Vue de la partie arrière du plancher de tourelle. Dans les versions précédentes, un support de 3 jerrycans était fixé à cet endroit. Ce support est remplacé par deux supports de caisses  (outils ?). Le variateur hydraulique (à droite ) n' a pas changé au cours de la production.  
Dans le Tigre de Saumur, l'alimentation électrique part du centre du plancher, se dirige vers l'avant, la boite à fusibles est fixée au Brücke et au tube avant de tourelle, le cable longe le tube du Brücke en alimentant au passage le boitier de tir du tireur, une fois arrivé en tourelle, le cable se divise alors en faisceaux pour les différents circuits.  Dans les Tigres précoces et milieu de série, l'alimentation partait du centre du plancher de tourelle se dirigeait vers l'arrière, remontait le long du tube de tourelle, la boite à fusibles était fixée sur la paroi à droite de la trappe d'évacuation du chargeur, le cable suivait l'angle de la circulaire de tourelle jusqu'au poste du chef de char, le cable se divisait alors en plusieurs faisceaux .
Vue de la partie avant du variateur hydraulique.On voit également la sortie du cable d'alimentation électrique de la tourelle.
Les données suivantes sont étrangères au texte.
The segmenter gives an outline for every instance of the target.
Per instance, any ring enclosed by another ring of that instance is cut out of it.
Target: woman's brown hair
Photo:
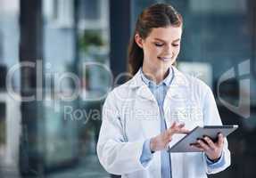
[[[134,76],[142,67],[144,59],[143,50],[135,42],[136,34],[145,39],[153,28],[180,27],[182,24],[182,16],[169,4],[155,4],[145,9],[136,20],[128,45],[129,72]]]

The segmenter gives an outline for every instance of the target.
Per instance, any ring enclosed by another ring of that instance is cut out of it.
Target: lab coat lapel
[[[141,111],[140,124],[145,138],[152,138],[160,134],[161,123],[157,102],[148,86],[143,82],[140,73],[137,72],[133,77],[130,86],[136,90],[136,101],[135,110]]]
[[[163,104],[167,128],[169,128],[174,121],[171,117],[171,106],[178,104],[181,101],[186,101],[186,94],[188,93],[187,79],[184,74],[178,71],[175,67],[172,68],[174,77],[166,93]]]

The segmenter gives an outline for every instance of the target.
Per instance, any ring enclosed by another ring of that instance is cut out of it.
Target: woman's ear
[[[139,36],[138,34],[136,34],[134,36],[135,42],[136,43],[136,44],[140,47],[143,48],[143,39],[141,38],[141,36]]]

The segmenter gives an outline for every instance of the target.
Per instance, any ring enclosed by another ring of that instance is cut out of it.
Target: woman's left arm
[[[202,101],[204,125],[222,125],[212,92],[209,86],[206,86],[205,90]],[[216,142],[213,142],[209,137],[204,137],[197,143],[204,152],[203,161],[207,174],[219,173],[230,166],[227,140],[222,134],[219,134]]]

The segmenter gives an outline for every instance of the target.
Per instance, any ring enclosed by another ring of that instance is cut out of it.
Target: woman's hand
[[[198,148],[200,150],[204,151],[208,158],[212,161],[218,160],[222,153],[224,145],[224,136],[222,134],[218,134],[217,142],[204,136],[203,139],[199,139],[195,143],[192,143],[193,147]]]
[[[174,122],[169,129],[152,138],[150,141],[151,150],[157,151],[166,149],[171,141],[172,135],[175,134],[188,134],[189,130],[184,126],[185,124]]]

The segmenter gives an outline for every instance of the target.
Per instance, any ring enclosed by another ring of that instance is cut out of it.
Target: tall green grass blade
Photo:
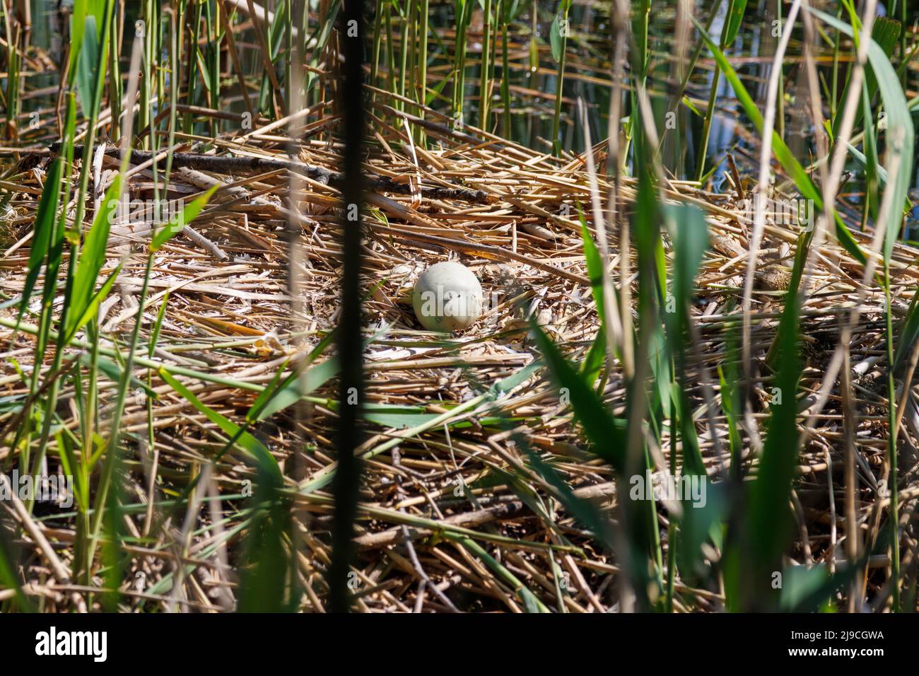
[[[837,30],[841,30],[850,37],[853,35],[851,27],[839,21],[835,17],[831,17],[817,9],[811,8],[810,11]],[[892,208],[888,213],[887,223],[879,224],[886,230],[884,261],[889,263],[891,254],[893,252],[893,245],[896,244],[903,222],[903,213],[900,205],[903,204],[906,200],[913,176],[915,131],[913,126],[913,117],[906,105],[906,97],[900,86],[900,78],[897,76],[896,71],[893,70],[890,58],[884,52],[883,48],[873,40],[868,47],[868,59],[874,76],[877,78],[878,88],[880,90],[880,97],[884,101],[884,109],[887,113],[885,137],[889,148],[888,162],[890,163],[893,159],[897,163],[896,172],[891,171],[890,166],[887,167],[889,181],[887,189],[893,190]],[[814,203],[816,204],[816,202]]]
[[[747,92],[746,87],[743,86],[743,83],[741,82],[740,77],[737,76],[737,73],[734,71],[731,63],[728,61],[724,52],[715,44],[711,37],[706,32],[705,29],[696,20],[694,17],[690,16],[690,19],[695,24],[697,30],[699,31],[699,35],[702,36],[702,40],[709,46],[711,51],[712,55],[715,57],[715,61],[718,63],[719,67],[724,74],[725,78],[731,83],[731,86],[733,87],[734,94],[737,96],[737,100],[740,101],[741,106],[743,108],[743,112],[746,113],[747,117],[756,127],[756,130],[762,133],[763,132],[763,115],[760,113],[759,109],[754,102],[750,94]],[[817,186],[814,185],[813,180],[811,176],[807,173],[801,164],[794,156],[791,150],[785,142],[778,135],[777,132],[772,132],[772,148],[775,153],[776,159],[782,166],[782,168],[789,174],[791,179],[795,182],[798,189],[800,191],[801,195],[808,200],[812,200],[814,204],[814,209],[817,212],[823,210],[823,199],[820,194],[820,190]],[[852,233],[849,232],[848,227],[843,223],[843,220],[839,217],[839,214],[835,212],[835,210],[832,210],[834,215],[834,220],[836,223],[836,239],[839,244],[852,256],[856,258],[861,263],[868,261],[865,254],[858,247],[858,243],[856,242],[855,238],[852,236]]]
[[[183,227],[194,221],[198,217],[198,214],[201,212],[201,210],[207,206],[218,188],[220,188],[219,185],[209,189],[203,195],[193,200],[190,204],[186,205],[180,213],[173,216],[165,227],[153,235],[150,242],[150,251],[153,253],[159,251],[163,245],[182,232]]]
[[[22,289],[22,303],[16,318],[17,323],[22,320],[22,315],[32,296],[35,282],[38,281],[39,274],[41,271],[41,264],[51,255],[50,248],[52,246],[54,229],[57,224],[58,199],[61,194],[62,163],[62,160],[60,157],[56,157],[51,162],[45,178],[45,187],[41,190],[39,211],[35,214],[32,246],[28,252],[28,269]]]

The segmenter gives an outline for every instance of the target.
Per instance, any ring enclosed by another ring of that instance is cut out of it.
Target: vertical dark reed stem
[[[344,45],[345,150],[342,165],[342,314],[338,335],[341,380],[338,384],[338,469],[333,484],[335,505],[332,524],[332,563],[329,566],[329,610],[347,612],[348,567],[353,556],[354,520],[360,481],[355,449],[360,443],[360,403],[363,365],[360,335],[360,206],[363,201],[361,145],[364,136],[363,0],[347,0],[341,13]],[[357,29],[357,37],[354,37]],[[350,30],[349,30],[350,29]],[[403,44],[404,47],[404,44]]]

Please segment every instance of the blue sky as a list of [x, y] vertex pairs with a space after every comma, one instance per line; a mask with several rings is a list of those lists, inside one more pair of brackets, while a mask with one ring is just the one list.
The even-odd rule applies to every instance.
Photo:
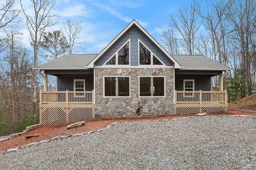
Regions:
[[[29, 1], [22, 1], [27, 9]], [[68, 19], [78, 22], [83, 27], [80, 37], [83, 40], [85, 39], [85, 53], [98, 54], [133, 19], [159, 41], [162, 31], [168, 28], [170, 15], [175, 14], [180, 7], [192, 2], [182, 0], [56, 0], [52, 13], [58, 14], [60, 20], [47, 31], [60, 29]], [[20, 28], [24, 33], [25, 44], [30, 46], [25, 22]]]

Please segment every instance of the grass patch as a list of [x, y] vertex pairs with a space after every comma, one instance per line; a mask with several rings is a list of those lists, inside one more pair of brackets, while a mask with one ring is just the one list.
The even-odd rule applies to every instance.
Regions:
[[[0, 108], [0, 136], [7, 135], [12, 133], [12, 120], [4, 108]], [[28, 114], [23, 114], [18, 121], [14, 133], [22, 132], [28, 126], [39, 123], [37, 117], [36, 123], [34, 123], [34, 117]]]

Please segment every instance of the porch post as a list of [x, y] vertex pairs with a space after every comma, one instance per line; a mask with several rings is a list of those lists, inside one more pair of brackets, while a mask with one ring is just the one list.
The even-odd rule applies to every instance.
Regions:
[[220, 74], [220, 91], [223, 91], [223, 78], [222, 78], [222, 74]]
[[44, 74], [44, 91], [47, 91], [48, 87], [48, 74]]

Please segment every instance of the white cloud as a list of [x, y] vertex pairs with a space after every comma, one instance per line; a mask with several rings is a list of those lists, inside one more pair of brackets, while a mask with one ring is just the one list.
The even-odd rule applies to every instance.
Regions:
[[150, 34], [157, 33], [159, 35], [162, 35], [163, 31], [167, 29], [166, 27], [156, 27], [153, 30], [150, 31]]
[[130, 0], [110, 0], [113, 5], [123, 6], [130, 8], [136, 8], [142, 5], [141, 1], [130, 1]]
[[53, 12], [59, 15], [60, 17], [92, 17], [94, 16], [94, 11], [83, 4], [76, 4], [69, 6]]
[[121, 19], [121, 20], [123, 20], [125, 22], [130, 22], [132, 20], [132, 19], [131, 19], [131, 18], [130, 18], [129, 17], [123, 16], [122, 15], [121, 13], [118, 13], [117, 12], [116, 12], [115, 10], [110, 8], [110, 7], [109, 7], [107, 6], [106, 6], [106, 5], [102, 5], [102, 4], [94, 4], [94, 5], [97, 7], [103, 8], [103, 9], [108, 11], [112, 15], [114, 15], [116, 18], [119, 18], [119, 19]]
[[[132, 21], [132, 19], [127, 17], [127, 16], [124, 16], [123, 15], [118, 12], [115, 11], [114, 10], [110, 8], [108, 6], [104, 5], [102, 4], [94, 4], [95, 6], [100, 7], [101, 8], [105, 9], [105, 10], [109, 12], [112, 15], [115, 16], [115, 17], [121, 19], [121, 20], [123, 20], [127, 23], [130, 23]], [[140, 20], [137, 20], [137, 22], [138, 22], [140, 24], [141, 24], [142, 27], [146, 27], [147, 25], [148, 25], [148, 23]]]

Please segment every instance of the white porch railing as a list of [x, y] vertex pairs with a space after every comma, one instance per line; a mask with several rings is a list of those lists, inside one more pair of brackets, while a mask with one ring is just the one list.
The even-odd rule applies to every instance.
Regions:
[[187, 114], [227, 110], [227, 91], [175, 91], [174, 112]]
[[40, 91], [40, 123], [49, 125], [94, 118], [93, 92]]
[[93, 90], [86, 91], [40, 91], [40, 103], [92, 103]]

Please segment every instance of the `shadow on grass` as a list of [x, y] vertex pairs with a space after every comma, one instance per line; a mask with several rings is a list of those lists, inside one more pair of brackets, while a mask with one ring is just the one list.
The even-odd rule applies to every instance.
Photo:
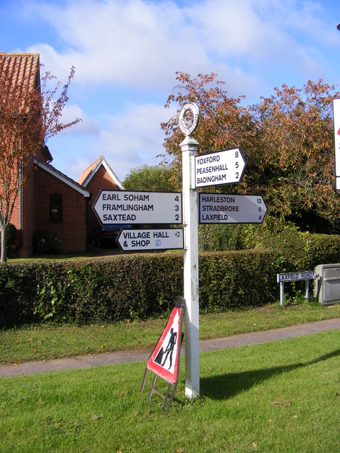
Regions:
[[265, 369], [254, 369], [239, 373], [230, 373], [200, 379], [201, 394], [212, 399], [222, 400], [234, 396], [237, 394], [251, 389], [253, 386], [281, 373], [289, 372], [302, 367], [324, 362], [340, 355], [340, 349], [325, 354], [305, 363], [274, 367]]

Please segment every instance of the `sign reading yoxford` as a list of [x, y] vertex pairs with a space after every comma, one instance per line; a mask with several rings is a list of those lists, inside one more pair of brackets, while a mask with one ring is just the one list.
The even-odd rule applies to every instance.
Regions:
[[101, 190], [93, 208], [102, 224], [182, 223], [181, 193]]
[[239, 148], [195, 156], [195, 187], [239, 183], [246, 162]]

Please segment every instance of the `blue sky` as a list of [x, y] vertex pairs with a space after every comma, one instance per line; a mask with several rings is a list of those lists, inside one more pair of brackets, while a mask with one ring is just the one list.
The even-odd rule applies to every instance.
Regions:
[[339, 0], [0, 0], [0, 51], [34, 52], [65, 81], [52, 165], [76, 179], [103, 155], [120, 180], [159, 162], [176, 71], [217, 73], [246, 104], [282, 84], [340, 84]]

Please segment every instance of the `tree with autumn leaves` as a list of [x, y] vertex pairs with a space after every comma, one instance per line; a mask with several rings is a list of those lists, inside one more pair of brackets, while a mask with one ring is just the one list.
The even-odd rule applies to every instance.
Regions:
[[[74, 74], [62, 86], [46, 72], [39, 84], [13, 83], [5, 55], [0, 55], [0, 232], [1, 261], [6, 260], [7, 229], [21, 188], [30, 177], [40, 147], [80, 120], [63, 124], [62, 112]], [[35, 76], [35, 74], [34, 75]], [[54, 88], [48, 86], [54, 85]]]
[[256, 105], [229, 97], [216, 74], [191, 78], [177, 73], [169, 96], [177, 113], [161, 125], [164, 159], [172, 161], [180, 188], [183, 134], [178, 127], [181, 106], [195, 102], [200, 113], [195, 138], [200, 154], [239, 147], [247, 166], [242, 181], [215, 192], [261, 194], [268, 214], [293, 222], [302, 229], [338, 232], [340, 195], [335, 189], [332, 101], [334, 86], [308, 81], [302, 88], [283, 85]]

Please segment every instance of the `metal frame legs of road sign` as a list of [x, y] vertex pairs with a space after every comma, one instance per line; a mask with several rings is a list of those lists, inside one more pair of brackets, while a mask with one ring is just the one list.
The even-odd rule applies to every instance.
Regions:
[[194, 159], [198, 143], [191, 135], [187, 135], [181, 143], [181, 148], [186, 299], [186, 395], [193, 398], [200, 396], [198, 203], [194, 180]]
[[[147, 380], [147, 372], [148, 372], [147, 368], [145, 368], [145, 372], [144, 373], [143, 382], [142, 382], [142, 386], [140, 388], [140, 391], [143, 391], [143, 390], [144, 390], [144, 387], [145, 386], [145, 381]], [[157, 375], [156, 374], [156, 373], [154, 373], [154, 377], [152, 378], [152, 382], [151, 384], [150, 391], [149, 392], [149, 399], [151, 398], [151, 397], [152, 396], [152, 394], [154, 391], [156, 394], [157, 394], [157, 395], [159, 395], [159, 396], [163, 398], [163, 399], [164, 400], [164, 403], [163, 403], [163, 406], [162, 406], [162, 408], [164, 409], [165, 406], [166, 406], [166, 402], [167, 402], [167, 400], [168, 400], [169, 394], [170, 393], [170, 388], [171, 388], [172, 384], [168, 384], [168, 386], [166, 388], [166, 393], [164, 395], [161, 391], [157, 390], [156, 389], [156, 387], [155, 387], [156, 379], [157, 379]], [[172, 389], [171, 395], [170, 396], [170, 399], [169, 400], [168, 406], [166, 408], [166, 411], [165, 411], [165, 415], [168, 415], [169, 411], [170, 411], [170, 408], [171, 406], [172, 400], [174, 399], [174, 396], [175, 392], [176, 392], [176, 389], [177, 387], [178, 382], [178, 379], [177, 379], [176, 382], [174, 384], [174, 389]]]

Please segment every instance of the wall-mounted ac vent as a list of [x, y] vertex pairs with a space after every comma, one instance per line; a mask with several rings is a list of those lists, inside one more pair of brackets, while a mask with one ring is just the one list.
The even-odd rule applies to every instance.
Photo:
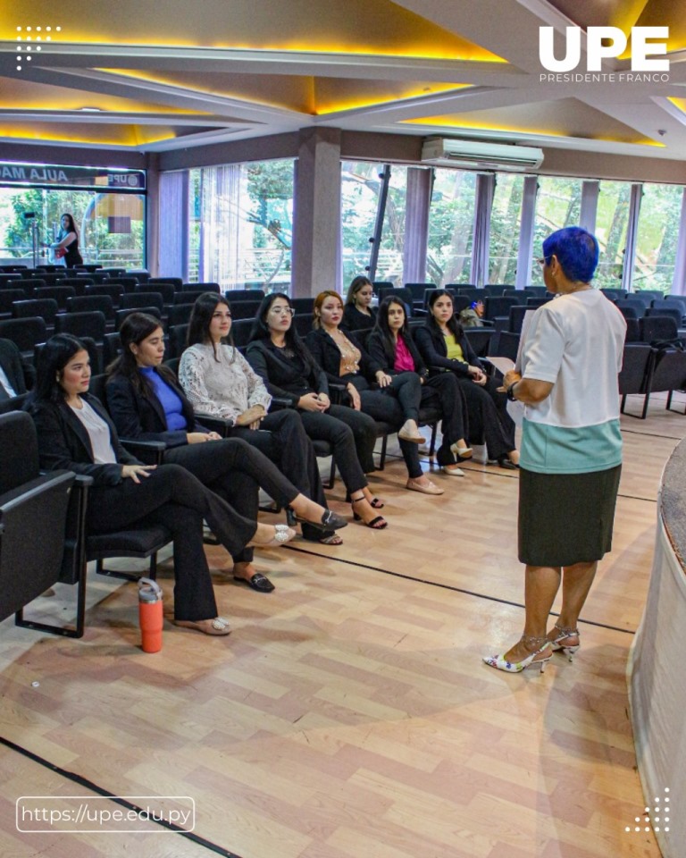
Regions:
[[512, 143], [481, 143], [430, 138], [422, 147], [422, 163], [467, 170], [504, 170], [526, 172], [543, 163], [543, 150]]

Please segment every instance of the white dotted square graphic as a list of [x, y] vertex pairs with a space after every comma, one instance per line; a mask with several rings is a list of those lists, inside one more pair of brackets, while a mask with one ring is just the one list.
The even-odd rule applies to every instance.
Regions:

En haut, on peut aussi voir le taquet d'arrêt pour la trappe qui est dans le plancher .
Vue de la tringlerie entre le variateur et le pédalier.En appuyant sur les pédales, le tireur actionne cette tringlerie qui fait varier le sens ou la vitesse de rotation de la tourelle. A l'arrière plan on peut voir qu'un support d'extincteur(ou de masque à gaz ) a été ajouté entre les deux casiers à obus.
Autre vue du plancher qui permet de voir la disposition des différents éléments.Au premier plan , la tringle horizontale qui est tombée au sol sert normalement à actionner la mitrailleuse coaxiale à droite du canon. La tringle est reliée normalement à la petite pédale que l'on aperçoit à droite .    
Vue sur le pédalier du tireur. Sur le Tigre tardif un levier manuel a été ajouté, on peut voir ce levier à droite de la photo. Ce levier arrive à la main gauche du tireur et d'après les rapports d'évaluation d'après guerre, la visée est beaucoup plus précise avec ce levier qu'avec les pédales. Le losange percé de deux trous fixé sur le pédalier par une tige sert à fixer un bouclier qui protège les pieds du tireur lors de la rotation de la tourelle. Ce bouclier est également fixé sur la bande horizontale percée de trous que l'on voit à droite de la photo et en haut du pédalier .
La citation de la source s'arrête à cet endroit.